Luty zakończył się dla notowań metali szlachetnych mocnym spadkowym akcentem. Końcówka poprzedniego miesiąca przyniosła dwie sesje gwałtownych przecen złota pod rząd. W piątek cena kruszcu spadła do okolic 1715 dolarów za uncję, czyli do najniższego poziomy od połowy czerwca 2020 roku.
W poniedziałek, w pierwszym dniu marca, nastąpiło odbicie – notowania złota poszły w górę i dotarły do 1750 dolarów za uncję. Nie trwało to jednak długo – we wtorek cena ponownie spadła.

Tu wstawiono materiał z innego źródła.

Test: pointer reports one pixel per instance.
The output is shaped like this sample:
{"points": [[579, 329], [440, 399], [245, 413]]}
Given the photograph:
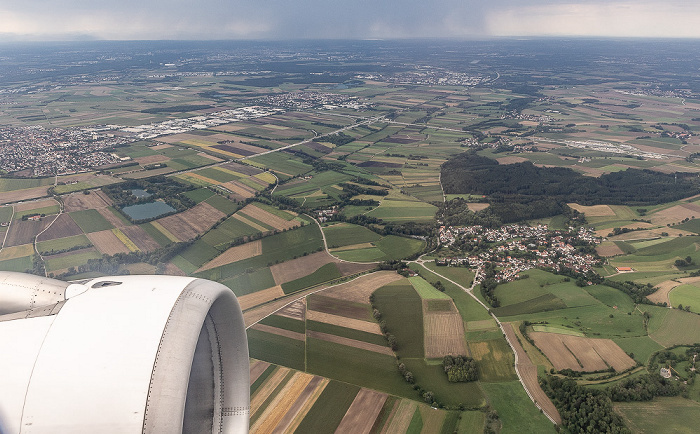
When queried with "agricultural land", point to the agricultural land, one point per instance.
{"points": [[429, 238]]}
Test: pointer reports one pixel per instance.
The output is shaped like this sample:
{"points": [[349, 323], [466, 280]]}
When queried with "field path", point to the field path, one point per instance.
{"points": [[325, 244], [528, 373], [554, 416]]}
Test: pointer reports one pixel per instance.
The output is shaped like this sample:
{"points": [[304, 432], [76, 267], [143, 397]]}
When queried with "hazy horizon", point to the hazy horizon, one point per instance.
{"points": [[358, 19]]}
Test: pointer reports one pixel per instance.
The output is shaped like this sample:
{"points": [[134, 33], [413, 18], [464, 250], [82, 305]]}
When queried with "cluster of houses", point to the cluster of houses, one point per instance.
{"points": [[36, 151], [175, 126], [516, 248], [304, 100]]}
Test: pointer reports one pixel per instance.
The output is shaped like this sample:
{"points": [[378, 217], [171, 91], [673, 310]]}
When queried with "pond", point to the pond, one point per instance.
{"points": [[139, 193], [147, 210]]}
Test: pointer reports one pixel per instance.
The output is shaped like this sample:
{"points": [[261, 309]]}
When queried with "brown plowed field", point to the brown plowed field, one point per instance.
{"points": [[23, 232], [280, 332], [528, 373], [401, 419], [268, 218], [365, 326], [296, 310], [259, 297], [300, 267], [334, 306], [360, 289], [266, 389], [675, 214], [141, 238], [443, 334], [594, 210], [608, 249], [239, 190], [348, 268], [350, 342], [281, 403], [150, 159], [257, 367], [291, 420], [510, 160], [564, 350], [107, 243], [26, 194], [243, 219], [661, 295], [172, 270], [80, 201], [64, 226], [110, 217], [362, 413], [195, 221], [26, 206], [234, 254]]}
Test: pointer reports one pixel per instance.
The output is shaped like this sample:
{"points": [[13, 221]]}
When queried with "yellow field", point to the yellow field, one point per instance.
{"points": [[124, 239], [267, 177], [16, 252], [165, 232]]}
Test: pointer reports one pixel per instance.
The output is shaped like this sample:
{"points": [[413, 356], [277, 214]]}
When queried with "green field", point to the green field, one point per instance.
{"points": [[47, 247], [199, 194], [285, 323], [345, 332], [425, 290], [403, 210], [276, 349], [432, 377], [641, 347], [90, 221], [516, 411], [356, 366], [47, 210], [495, 358], [222, 204], [71, 260], [275, 249], [328, 410], [677, 328], [11, 184], [397, 302], [662, 415], [688, 296], [390, 247], [247, 283], [322, 274], [21, 265], [345, 234], [281, 162], [199, 253]]}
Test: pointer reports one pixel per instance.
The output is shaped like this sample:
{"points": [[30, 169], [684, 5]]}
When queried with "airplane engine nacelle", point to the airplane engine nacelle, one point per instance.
{"points": [[122, 354]]}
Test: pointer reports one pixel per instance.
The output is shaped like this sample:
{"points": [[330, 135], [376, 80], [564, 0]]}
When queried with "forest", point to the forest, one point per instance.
{"points": [[523, 191]]}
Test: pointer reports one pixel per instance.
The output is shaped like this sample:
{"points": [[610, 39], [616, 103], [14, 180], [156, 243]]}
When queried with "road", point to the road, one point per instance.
{"points": [[547, 406]]}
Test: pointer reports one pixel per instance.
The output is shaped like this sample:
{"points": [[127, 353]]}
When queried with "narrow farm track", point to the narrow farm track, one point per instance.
{"points": [[524, 371]]}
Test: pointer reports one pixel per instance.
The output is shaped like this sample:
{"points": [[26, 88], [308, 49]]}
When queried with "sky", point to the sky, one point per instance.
{"points": [[346, 19]]}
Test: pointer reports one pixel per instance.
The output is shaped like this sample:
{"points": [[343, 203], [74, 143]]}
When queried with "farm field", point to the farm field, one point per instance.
{"points": [[660, 415], [581, 354], [322, 364]]}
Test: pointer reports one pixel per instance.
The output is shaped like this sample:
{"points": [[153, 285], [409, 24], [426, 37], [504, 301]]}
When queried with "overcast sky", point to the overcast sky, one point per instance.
{"points": [[346, 19]]}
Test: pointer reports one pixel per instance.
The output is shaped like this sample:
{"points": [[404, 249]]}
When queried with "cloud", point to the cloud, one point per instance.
{"points": [[351, 19], [613, 19]]}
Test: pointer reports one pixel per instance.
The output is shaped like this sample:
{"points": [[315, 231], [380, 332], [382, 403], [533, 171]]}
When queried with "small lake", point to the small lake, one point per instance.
{"points": [[139, 193], [147, 210]]}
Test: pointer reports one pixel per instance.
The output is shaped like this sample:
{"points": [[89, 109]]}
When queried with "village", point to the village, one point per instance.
{"points": [[516, 248], [37, 151]]}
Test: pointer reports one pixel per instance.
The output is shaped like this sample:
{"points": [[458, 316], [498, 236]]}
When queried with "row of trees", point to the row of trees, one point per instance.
{"points": [[460, 368], [523, 191]]}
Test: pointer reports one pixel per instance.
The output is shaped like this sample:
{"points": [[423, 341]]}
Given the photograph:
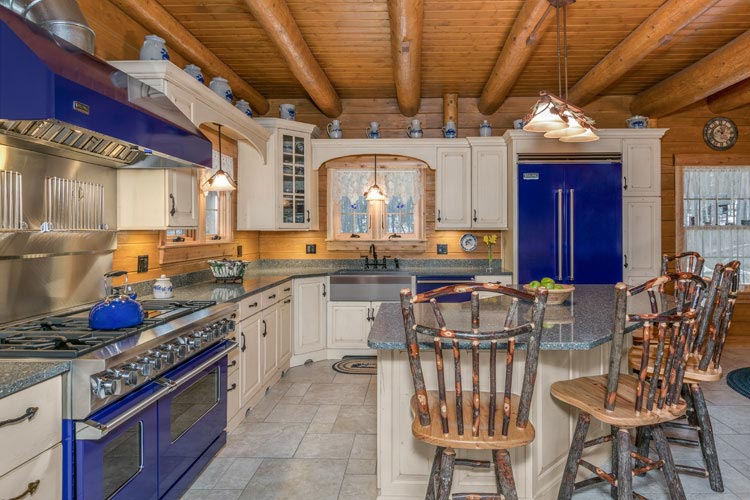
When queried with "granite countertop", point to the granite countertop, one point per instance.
{"points": [[17, 375], [582, 323]]}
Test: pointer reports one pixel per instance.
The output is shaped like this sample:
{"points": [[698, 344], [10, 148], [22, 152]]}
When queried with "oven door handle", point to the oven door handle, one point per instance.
{"points": [[92, 430], [173, 384]]}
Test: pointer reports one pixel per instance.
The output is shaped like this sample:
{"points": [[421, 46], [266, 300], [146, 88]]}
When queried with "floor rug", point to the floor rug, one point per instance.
{"points": [[739, 380], [357, 365]]}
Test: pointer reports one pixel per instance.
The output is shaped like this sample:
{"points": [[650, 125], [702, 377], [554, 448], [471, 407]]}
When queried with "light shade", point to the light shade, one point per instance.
{"points": [[587, 136], [546, 117], [220, 181]]}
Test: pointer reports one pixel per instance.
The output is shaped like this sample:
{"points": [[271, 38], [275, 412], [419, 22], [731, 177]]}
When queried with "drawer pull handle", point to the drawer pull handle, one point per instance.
{"points": [[30, 413], [30, 490]]}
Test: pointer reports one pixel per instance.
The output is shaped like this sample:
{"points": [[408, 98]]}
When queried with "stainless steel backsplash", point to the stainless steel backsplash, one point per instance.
{"points": [[41, 272]]}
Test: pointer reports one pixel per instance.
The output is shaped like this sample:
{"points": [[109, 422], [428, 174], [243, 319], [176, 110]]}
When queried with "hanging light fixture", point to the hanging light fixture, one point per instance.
{"points": [[374, 193], [553, 115], [221, 180]]}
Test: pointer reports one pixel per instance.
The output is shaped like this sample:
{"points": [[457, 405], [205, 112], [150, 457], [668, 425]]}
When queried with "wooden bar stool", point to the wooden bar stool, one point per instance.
{"points": [[627, 402], [439, 416], [703, 365]]}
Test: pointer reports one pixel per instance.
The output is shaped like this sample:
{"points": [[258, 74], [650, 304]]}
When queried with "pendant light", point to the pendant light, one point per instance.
{"points": [[221, 180], [554, 116], [374, 193]]}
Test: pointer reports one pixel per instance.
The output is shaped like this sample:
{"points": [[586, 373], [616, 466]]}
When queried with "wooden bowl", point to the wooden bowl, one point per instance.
{"points": [[555, 297]]}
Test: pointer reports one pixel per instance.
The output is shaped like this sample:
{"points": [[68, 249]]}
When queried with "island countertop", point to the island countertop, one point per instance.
{"points": [[580, 323]]}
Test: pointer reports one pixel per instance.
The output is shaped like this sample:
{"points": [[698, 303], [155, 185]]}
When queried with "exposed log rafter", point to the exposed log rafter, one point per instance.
{"points": [[156, 19], [654, 32], [720, 69], [526, 32], [407, 18], [731, 98], [277, 21]]}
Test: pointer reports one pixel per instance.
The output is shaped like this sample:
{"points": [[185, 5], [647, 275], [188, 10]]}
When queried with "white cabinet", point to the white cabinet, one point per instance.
{"points": [[349, 324], [489, 183], [250, 366], [453, 188], [641, 167], [282, 193], [642, 238], [310, 300], [157, 199]]}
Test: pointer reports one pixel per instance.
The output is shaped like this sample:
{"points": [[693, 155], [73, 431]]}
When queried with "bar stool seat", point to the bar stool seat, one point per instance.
{"points": [[433, 433], [589, 393], [692, 373]]}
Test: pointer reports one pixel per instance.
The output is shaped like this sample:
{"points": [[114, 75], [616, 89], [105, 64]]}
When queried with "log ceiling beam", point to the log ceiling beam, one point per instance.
{"points": [[151, 15], [526, 32], [731, 98], [656, 31], [720, 69], [407, 18], [277, 21]]}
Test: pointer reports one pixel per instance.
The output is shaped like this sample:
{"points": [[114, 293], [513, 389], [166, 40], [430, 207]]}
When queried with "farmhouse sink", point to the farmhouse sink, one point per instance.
{"points": [[376, 286]]}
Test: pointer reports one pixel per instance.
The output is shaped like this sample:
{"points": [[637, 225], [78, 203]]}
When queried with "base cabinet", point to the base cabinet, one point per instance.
{"points": [[349, 324]]}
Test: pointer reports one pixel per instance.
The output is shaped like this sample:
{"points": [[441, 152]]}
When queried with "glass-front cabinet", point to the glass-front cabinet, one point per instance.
{"points": [[282, 193]]}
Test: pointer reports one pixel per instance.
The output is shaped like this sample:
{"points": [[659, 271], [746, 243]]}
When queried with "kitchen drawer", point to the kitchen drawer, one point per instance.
{"points": [[27, 438], [233, 393], [285, 289], [271, 296], [250, 305], [44, 471]]}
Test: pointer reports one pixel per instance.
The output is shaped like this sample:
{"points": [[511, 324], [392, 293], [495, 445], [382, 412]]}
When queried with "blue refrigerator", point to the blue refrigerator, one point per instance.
{"points": [[570, 222]]}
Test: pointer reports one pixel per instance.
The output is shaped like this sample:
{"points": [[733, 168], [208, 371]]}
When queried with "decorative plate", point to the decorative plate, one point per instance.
{"points": [[468, 242], [720, 133]]}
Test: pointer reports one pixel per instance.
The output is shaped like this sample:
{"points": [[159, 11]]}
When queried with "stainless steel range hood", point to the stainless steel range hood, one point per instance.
{"points": [[58, 99]]}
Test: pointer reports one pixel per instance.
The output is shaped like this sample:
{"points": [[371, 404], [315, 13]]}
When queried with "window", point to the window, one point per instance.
{"points": [[399, 217], [714, 214]]}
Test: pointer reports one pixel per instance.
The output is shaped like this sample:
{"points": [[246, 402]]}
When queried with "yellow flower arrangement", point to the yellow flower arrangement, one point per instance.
{"points": [[490, 240]]}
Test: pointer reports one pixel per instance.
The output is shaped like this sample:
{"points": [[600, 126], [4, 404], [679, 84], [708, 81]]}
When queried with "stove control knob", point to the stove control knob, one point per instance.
{"points": [[105, 386]]}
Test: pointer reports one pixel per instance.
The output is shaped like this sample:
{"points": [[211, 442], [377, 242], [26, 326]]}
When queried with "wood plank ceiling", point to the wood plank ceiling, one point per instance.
{"points": [[460, 46]]}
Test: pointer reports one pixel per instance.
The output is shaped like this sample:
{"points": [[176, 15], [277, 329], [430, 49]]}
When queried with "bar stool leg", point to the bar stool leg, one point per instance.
{"points": [[504, 474], [434, 474], [670, 473], [624, 467], [706, 437], [447, 462], [576, 450]]}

Przed godz. 10.00 uncja złota jest wyceniana na 1716 dolarów, czyli niecałe 6,5 tys. zł.
Przypomnijmy, że cena złota – które jest uważane za "bezpieczną przystań” i zyskuje w czasie kryzysu - wystrzeliła po wybuchu pandemii, przekraczając w sierpniu poziom 2 tys. dolarów za uncję. Z czego wynikają ostatnie spadki?
Impulsem do spadku notowań kruszcu był wzrost rentowności amerykańskich obligacji oraz wyraźne umocnienie amerykańskiego dolara. "Złoto – uznawane za aktywo chroniące przed inflacją – w takich momentach znajduje się pod presją podaży” – wyjaśnia Dorota Sierakowska, analityk surowcowy DM BOŚ.
Zwraca też uwagę, że wsparciem dla notowań kruszcu w poniedziałek było przegłosowanie programu stymulacyjnego Joe Bidena w Izbie Reprezentantów. Wprowadzenie tego programu w życie zapowiada rozpędzającą się inflację. Niemniej, aby to się wydarzyło, pakiet musi zostać jeszcze zatwierdzony przez Senat.
Nie ulega wątpliwości, że w długoterminowej perspektywie podwyższona inflacja sprzyjałaby powrotowi notowań złota do zwyżek.